En su dimensión interna, la manifestación del inconsciente es simbólica y nos proporciona una información inmediata de algo oculto en el interior de nuestra mente que el consciente inhibe o no es capaz de expresar. Descifrar su significado será de gran utilidad para comprendernos a nosotros mismos, a nuestros estados emocionales y comportamientos. El inconsciente pues, es clave en nuestra evolución interior, no solo porque su entendimiento puede permitirnos resolver conflictos internos, sino porque debemos conocer y aceptar cada una de las partes de nuestra mente, a fin de lograr una armónica integración de ellas en nuestro ser. Su potencial perceptivo nos ofrece una fuente de conocimiento intuitivo y, a través de la observación consciente, una herramienta de conexión a informaciones de otra forma inalcanzables.
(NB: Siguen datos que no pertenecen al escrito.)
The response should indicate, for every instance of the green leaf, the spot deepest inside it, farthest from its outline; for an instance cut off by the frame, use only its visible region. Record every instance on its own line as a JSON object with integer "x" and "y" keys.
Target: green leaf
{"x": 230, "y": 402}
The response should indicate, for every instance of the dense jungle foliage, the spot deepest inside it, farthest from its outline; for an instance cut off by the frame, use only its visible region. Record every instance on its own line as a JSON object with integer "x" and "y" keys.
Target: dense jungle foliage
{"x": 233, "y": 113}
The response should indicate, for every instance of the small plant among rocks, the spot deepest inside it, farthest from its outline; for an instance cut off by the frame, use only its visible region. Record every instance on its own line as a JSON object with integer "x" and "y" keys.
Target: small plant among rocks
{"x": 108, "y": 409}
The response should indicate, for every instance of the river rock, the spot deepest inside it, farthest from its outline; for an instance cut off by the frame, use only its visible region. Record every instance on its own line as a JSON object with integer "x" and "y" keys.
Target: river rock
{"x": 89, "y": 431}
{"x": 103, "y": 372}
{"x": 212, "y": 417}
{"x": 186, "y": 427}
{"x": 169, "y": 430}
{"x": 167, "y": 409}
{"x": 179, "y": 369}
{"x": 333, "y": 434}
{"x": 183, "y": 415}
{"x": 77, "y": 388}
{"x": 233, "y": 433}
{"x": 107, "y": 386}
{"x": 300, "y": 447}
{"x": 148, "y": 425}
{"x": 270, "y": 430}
Finalmente, y teniendo en cuenta el contenido mental reprimido, la cantidad de información que procesa, y los automatismos e intuiciones que genera, el inconsciente es esencial a la hora de abordar transformaciones internas, para ello, es preciso intervenir en él de una forma adecuada a fin de reorientarle desde nuestra parte consciente. Por las características intrínsecas del inconsciente, la forma de realizar esa tarea es establecer una comunicación adecuada, y esta debe realizarse a través de símbolos, visualizaciones, usando siempre un lenguaje positivo, hablándole en presente y primera persona, e intentando buscar las condiciones ideales para la comunicación, como es el momento entre la vigilia y el sueño y también el del despertar, así como estados de relajación mediante meditación o música con ondas Alfa y Theta, circunstancias todas ellas óptimas para la recepción de información por parte del cerebro.